Compound I is an important intermediate for the synthesis of the drug montelukast sodium. The prior art discloses a method for synthesizing the important intermediate, wherein the compound A is used as a raw material in the literature, and a series of reactions are carried out to prepare the montelukast sodium drug intermediate compound I, and the synthetic route is as follows:
the method has the advantages of long synthetic route, harsh reaction conditions, low yield and long production period, and is not suitable for industrial production.
Therefore, it is a hot spot and difficult problem to provide a preparation method which is simple to operate, low in cost, high in yield, safe and environment-friendly for those skilled in the art.
Disclosure of Invention
The invention aims to provide a preparation method of a montelukast sodium drug intermediate, aiming at the problems of long synthesis route, low yield, high cost, harsh conditions and the like in the prior art, so that a new thought can be provided for the synthesis of the montelukast sodium drug intermediate, and the industrial production and application of the montelukast sodium drug intermediate are promoted.

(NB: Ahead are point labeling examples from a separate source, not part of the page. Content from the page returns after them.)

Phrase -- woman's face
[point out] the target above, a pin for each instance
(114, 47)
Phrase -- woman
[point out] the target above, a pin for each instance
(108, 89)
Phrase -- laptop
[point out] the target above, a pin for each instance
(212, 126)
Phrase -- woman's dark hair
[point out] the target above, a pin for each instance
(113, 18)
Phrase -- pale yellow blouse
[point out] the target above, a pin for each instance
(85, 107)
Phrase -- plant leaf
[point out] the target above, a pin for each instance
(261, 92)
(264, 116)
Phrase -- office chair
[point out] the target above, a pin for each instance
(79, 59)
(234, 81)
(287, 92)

In order to achieve the aim of the invention, the invention discloses a preparation method of a montelukast sodium drug intermediate, which comprises the following synthetic route:
wherein X is any one of Cl, br and I;
the method specifically comprises the following steps:
(1) Reacting the compound IV with a compound V in a solvent I in the presence of a palladium catalyst, diisopropylamine or triethylamine to obtain a compound III;
(2) And reacting the compound III with the compound II in a solvent II in the presence of acetic anhydride to obtain the compound I.
Further preferably, in the step (1), the palladium catalyst is one of palladium acetate, tetrakis (triphenylphosphine) palladium, tris (dibenzylideneacetone) dipalladium, 1' -bis (diphenylphosphino) ferrocene ] dichloropalladium.

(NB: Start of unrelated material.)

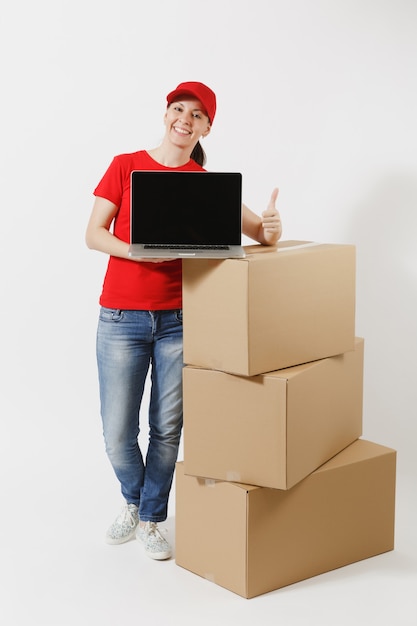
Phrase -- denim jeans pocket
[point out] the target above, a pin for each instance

Further preferably, in the step (1), the solvent one is one of toluene, ethylbenzene, xylene, N-dimethylformamide, tetrahydrofuran, and acetonitrile.

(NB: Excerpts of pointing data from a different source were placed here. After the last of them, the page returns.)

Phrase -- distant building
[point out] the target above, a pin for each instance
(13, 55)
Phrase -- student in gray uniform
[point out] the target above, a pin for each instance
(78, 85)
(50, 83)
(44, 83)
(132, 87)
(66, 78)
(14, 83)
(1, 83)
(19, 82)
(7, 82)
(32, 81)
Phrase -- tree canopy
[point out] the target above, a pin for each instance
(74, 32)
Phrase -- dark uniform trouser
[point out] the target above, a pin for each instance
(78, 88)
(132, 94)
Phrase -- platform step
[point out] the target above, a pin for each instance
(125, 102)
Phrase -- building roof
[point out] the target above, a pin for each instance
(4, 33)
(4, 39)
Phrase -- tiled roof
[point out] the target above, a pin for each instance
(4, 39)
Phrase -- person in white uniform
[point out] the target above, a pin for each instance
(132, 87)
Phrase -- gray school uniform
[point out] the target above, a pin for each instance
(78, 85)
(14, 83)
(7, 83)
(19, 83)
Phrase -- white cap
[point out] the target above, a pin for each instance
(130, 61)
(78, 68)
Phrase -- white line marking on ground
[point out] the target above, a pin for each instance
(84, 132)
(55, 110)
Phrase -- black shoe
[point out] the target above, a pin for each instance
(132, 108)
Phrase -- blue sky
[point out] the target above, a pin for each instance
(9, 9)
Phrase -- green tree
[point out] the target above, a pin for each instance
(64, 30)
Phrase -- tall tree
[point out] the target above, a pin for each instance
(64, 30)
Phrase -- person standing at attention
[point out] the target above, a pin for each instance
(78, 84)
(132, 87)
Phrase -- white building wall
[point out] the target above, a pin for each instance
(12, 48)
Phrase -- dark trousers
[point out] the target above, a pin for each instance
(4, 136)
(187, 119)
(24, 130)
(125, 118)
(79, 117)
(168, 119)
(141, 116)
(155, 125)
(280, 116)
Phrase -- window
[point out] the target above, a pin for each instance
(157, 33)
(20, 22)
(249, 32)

Further, in the step (1), the molar ratio of the compound IV to the compound V to the diisopropylamine or the triethylamine is 1 (1-1.5): 1-1.5.
Further, in the step (1), the mass ratio of the compound IV to the palladium catalyst is 1:0.05-0.2.
Further, in the step (1), the reaction temperature is 50 to 100 ℃.
Further, in the step (2), the molar ratio of the compound III to the compound II is 1-2:1.
Further, in the step (2), the molar ratio of the acetic anhydride to the compound II is 1.5-3:1.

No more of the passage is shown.